À PIED D'OEUVRE
L’effacement social des créateurs et artistes
Synopsis du film
Ancien photographe, Paul Marquet a décidé de laisser tomber ce métier lucratif pour se consacrer à l’écriture. Déjà auteur de trois livres, au succès d’estime, le dernier ayant été tiré à moins de 5000 exemplaires, celui-ci a du mal à joindre les deux bouts et est obligé de vendre son scooter. Alors que sa femme est partie à Montréal avec leurs deux enfants, celui-ci tente de faire bonne figure et recherche un travail qui lui laisse du temps écrire. Il s’engage alors dans un système de petits boulots à la demande, via une plateforme, s’enfonçant progressivement dans la pauvreté…
Critique du film À PIED D'OEUVRE
Avec son dernier film, prix du scénario fort mérité au Festival de Venise, partagé à Gilles Marchand, Valérie Donzelli ("L'Amour et les Forêts", "Notre dame", "La Guerre est déclarée") livre une œuvre sociale à la première personne, la voix-off de Bastien Bouillon venant accompagner certains passages à la manière d’un journal intime, qui, on s’en doute, deviendra un sujet d’écriture. Elle embarque cet acteur caméléon (pas moins de 5 films en 2025 dont "Partir un Jour", "L’Affaire Bojarski" et "L’Incroyable femme des neiges") dans un portrait intimiste d’un ancien photographe devenu écrivain, soulignant d’emblée la différence de revenu (3000 à 8000 euros par mois avant, 200 à 250 euros de dropits d’auteurs maintenant) et l’obligation de trouver des revenus annexes.

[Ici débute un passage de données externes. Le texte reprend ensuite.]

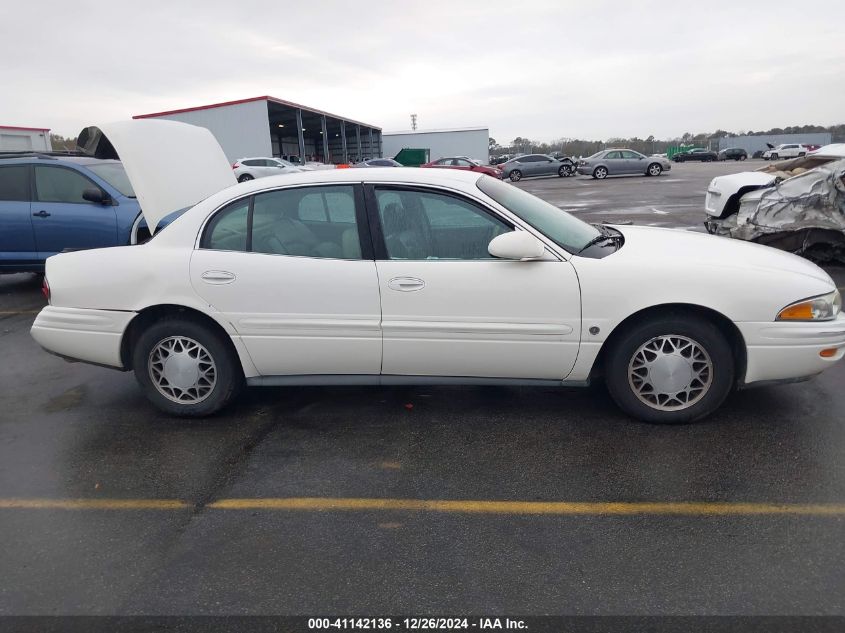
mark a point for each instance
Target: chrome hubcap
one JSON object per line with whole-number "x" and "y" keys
{"x": 670, "y": 373}
{"x": 182, "y": 370}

Abordant la lutte des écrivains et plus généralement des artistes afin de pouvoir vivre de leur passion, souvent synonyme de vocation, l’histoire est aussi l’occasion d’explorer les rouages d’une précarité organisée, en dénonçant habillement les plateformes qui dédouanent les employeurs de toute responsabilité et précarisent les employés, obligés de baisser au maximum leur prix horaire. Les réflexions du personnage permettent de prendre du recul et de faire passer quelques messages, notamment sur l’illusion de liberté donnée par la soumission à leurs conditions. Le scénario capte ainsi les dérives de l’époque, face auxquelles les plus volontaires finissent par s’épuiser, soucieux de respecter les règles pourtant viciées.

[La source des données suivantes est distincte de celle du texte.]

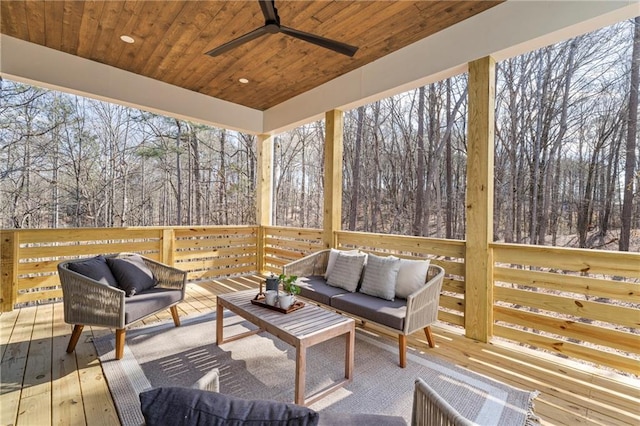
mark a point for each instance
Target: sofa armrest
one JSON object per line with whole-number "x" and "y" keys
{"x": 422, "y": 305}
{"x": 313, "y": 264}
{"x": 90, "y": 302}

Film vibrant d’émotion, "À pied d’Oeuvre" souligne également au travers des personnages des proches, notamment le père (André Marcon, formidable), l’incompréhension générale face à un choix de métier créatif à la rémunération aléatoire. Jouant grâce à eux la distance avec cet homme que la pauvreté et l’entêtement isolent irrémédiablement, allant jusqu’à l’effacer socialement, l’autrice élargit en réalité son discours aux artistes (ce n’est d’ailleurs sans doute pas pour rien que la dernière cliente des petits boulots de Paul, habite « rue des artistes ») en général. Usant de pellicule à gros grain lorsqu’elle évoque des souvenirs chaleureux ou le passage dans des lieux particuliers, contrastant ainsi avec le quotidien morne et difficile de Paul, Donzelli scrute ainsi l’engrenage de la paupérisation, comme les gênes ou conflits avec l’entourage, donnant à son personnage lucidité et détermination. Chacun sortira forcément de la projection la gorge serrée, quelques larmes ne demandant qu’à couler le long des joues.